How do you factor $5{{n}^{2}}+10n+20$?

Answer 1

Hint: We are given a quadratic equation which has to be solved by the method of factoring the equation. We shall first calculate the discriminant of the given quadratic equation and find out whether it is greater than zero or less than zero.
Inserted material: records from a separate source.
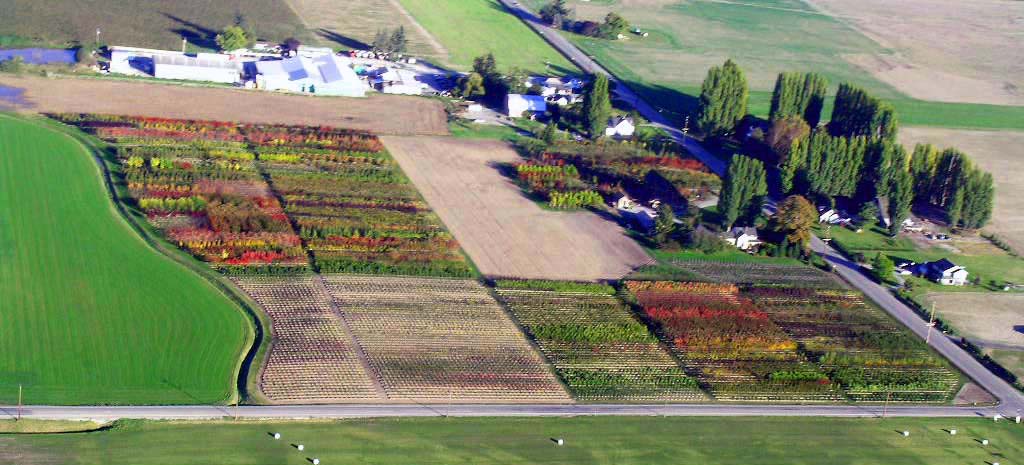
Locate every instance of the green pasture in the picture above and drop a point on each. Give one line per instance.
(648, 440)
(146, 23)
(472, 28)
(996, 265)
(764, 37)
(90, 312)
Since, in this case the discriminant would be less than zero, thus we shall find the roots by the formula $x=\dfrac{-b\pm \sqrt{D}}{2a}$.
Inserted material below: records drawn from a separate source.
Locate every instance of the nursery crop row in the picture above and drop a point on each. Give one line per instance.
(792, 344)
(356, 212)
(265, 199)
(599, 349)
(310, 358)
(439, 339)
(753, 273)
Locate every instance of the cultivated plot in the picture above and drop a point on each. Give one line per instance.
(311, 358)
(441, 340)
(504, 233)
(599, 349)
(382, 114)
Complete step by step solution:
There are four methods for solving quadratic equations, namely, factoring method, completing the square method, taking square root method and the last method is solving using the various properties of polynomials.
However, we will use the method of factoring the quadratic equation which makes our calculations simpler.
For any quadratic equation $a{{x}^{2}}+bx+c=0$,
the sum of the roots $=-\dfrac{b}{a}$ and the product of the roots $=\dfrac{c}{a}$.
Thus, for the equation, $5{{n}^{2}}+10n+20$,
$\Rightarrow 5{{n}^{2}}+10n+20=0$
The discriminant of any quadratic equation are given as:
$D={{b}^{2}}-4ac$
Calculating the discriminant of the quadratic equation, we get
$\Rightarrow D={{\left( 10 \right)}^{2}}-4\left( 5 \right)\left( 20 \right)$
$\Rightarrow D=100-400$
$\Rightarrow D=-300$
Since $D<0$, thus we shall use $x=\dfrac{-b\pm \sqrt{D}}{2a}$ for finding the roots.
The roots are given as:
$n=\dfrac{-10\pm \sqrt{-300}}{2\left( 5 \right)}$
We know that $\sqrt{-1}=\iota $, thus substituting this iota, we get
$\Rightarrow n=\dfrac{-10\pm 10\sqrt{3}\iota }{10}$
$\Rightarrow n=\dfrac{-1\pm \sqrt{3}\iota }{1}$
$\Rightarrow n=-1\pm \sqrt{3}\iota $
$\Rightarrow n=-1+\iota \sqrt{3}$ and $n=-1-\iota \sqrt{3}$
Therefore, the roots of the equation are $n=-1+\iota \sqrt{3},-1-\iota \sqrt{3}$

Note: We must always remember that if the discriminant of the quadratic equation is less than zero, then that quadratic equation can never be factorized and it would always have unreal and complex roots. The unreal and complex roots always occur in pairs where both the roots are conjugates.